Experimental and Theoretical Study of Aromaticity Effects in the Solid State Architecture on Squaric Acid Derivatives

In this manuscript, the aromaticity of the four-membered ring in squaric acid derivatives and, particularly, how it changes when it participates in noncovalent interactions are studied combining experimental observations and theoretical analysis using the nucleus independent chemical shift (NICS). Moreover, the ability of the squaric acid and its derivatives to establish hydrogen bonds, π–π stacking, and other π-interactions (anion−π, lone pair−π, and C–H/π) is related to the increase in the aromaticity of the ring.
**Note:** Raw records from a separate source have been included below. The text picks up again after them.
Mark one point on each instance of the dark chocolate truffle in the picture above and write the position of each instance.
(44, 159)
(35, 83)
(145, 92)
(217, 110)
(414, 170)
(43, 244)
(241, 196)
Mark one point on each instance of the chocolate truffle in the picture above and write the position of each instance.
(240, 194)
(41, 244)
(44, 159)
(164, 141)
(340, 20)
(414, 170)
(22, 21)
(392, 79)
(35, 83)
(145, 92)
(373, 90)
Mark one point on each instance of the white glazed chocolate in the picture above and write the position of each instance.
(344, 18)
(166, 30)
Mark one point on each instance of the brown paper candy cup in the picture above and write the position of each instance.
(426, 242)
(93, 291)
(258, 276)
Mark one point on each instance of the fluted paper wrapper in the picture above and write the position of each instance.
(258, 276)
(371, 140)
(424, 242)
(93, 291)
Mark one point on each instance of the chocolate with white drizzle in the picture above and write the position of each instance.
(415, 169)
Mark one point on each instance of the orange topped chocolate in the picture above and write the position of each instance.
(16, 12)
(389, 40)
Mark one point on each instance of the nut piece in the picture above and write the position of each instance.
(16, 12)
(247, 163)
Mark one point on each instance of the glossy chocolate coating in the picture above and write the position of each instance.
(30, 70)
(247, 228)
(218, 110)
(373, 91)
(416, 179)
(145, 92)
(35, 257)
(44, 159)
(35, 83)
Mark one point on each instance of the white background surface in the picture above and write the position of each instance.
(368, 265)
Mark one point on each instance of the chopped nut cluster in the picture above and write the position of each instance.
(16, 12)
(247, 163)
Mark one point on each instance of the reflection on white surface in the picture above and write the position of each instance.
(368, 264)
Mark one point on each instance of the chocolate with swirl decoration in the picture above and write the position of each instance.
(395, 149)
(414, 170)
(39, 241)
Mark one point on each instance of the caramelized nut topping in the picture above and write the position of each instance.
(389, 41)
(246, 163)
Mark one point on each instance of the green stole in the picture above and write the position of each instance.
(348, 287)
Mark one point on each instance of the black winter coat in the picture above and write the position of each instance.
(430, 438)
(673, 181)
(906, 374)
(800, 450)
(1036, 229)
In addition, several squaric acid derivatives (benzamh)­(sqah)·H2O (1), (pipropamh2)­(sqa)·2H2O (2), (deamh)­(deamsqa) (3), (phpetamh)­(sqah)·(4), (amsqa)­(sqa) (5), (and benzamh)­(benzamsqa)·H2O (6) where benzam = benzylamine; sqah2 = squaric acid; deamsqah = diethylamidosquaric acid; pipropam = 3,3′-(piperazine-1,4-diyl)­bis­(propan-1-amine); deam = diethylamine phpetam = p-hydroxiphenylethylamine and benzamsqah = benzylamidosquaric acid) were synthesized and characterized by single crystal X-ray diffraction analyses.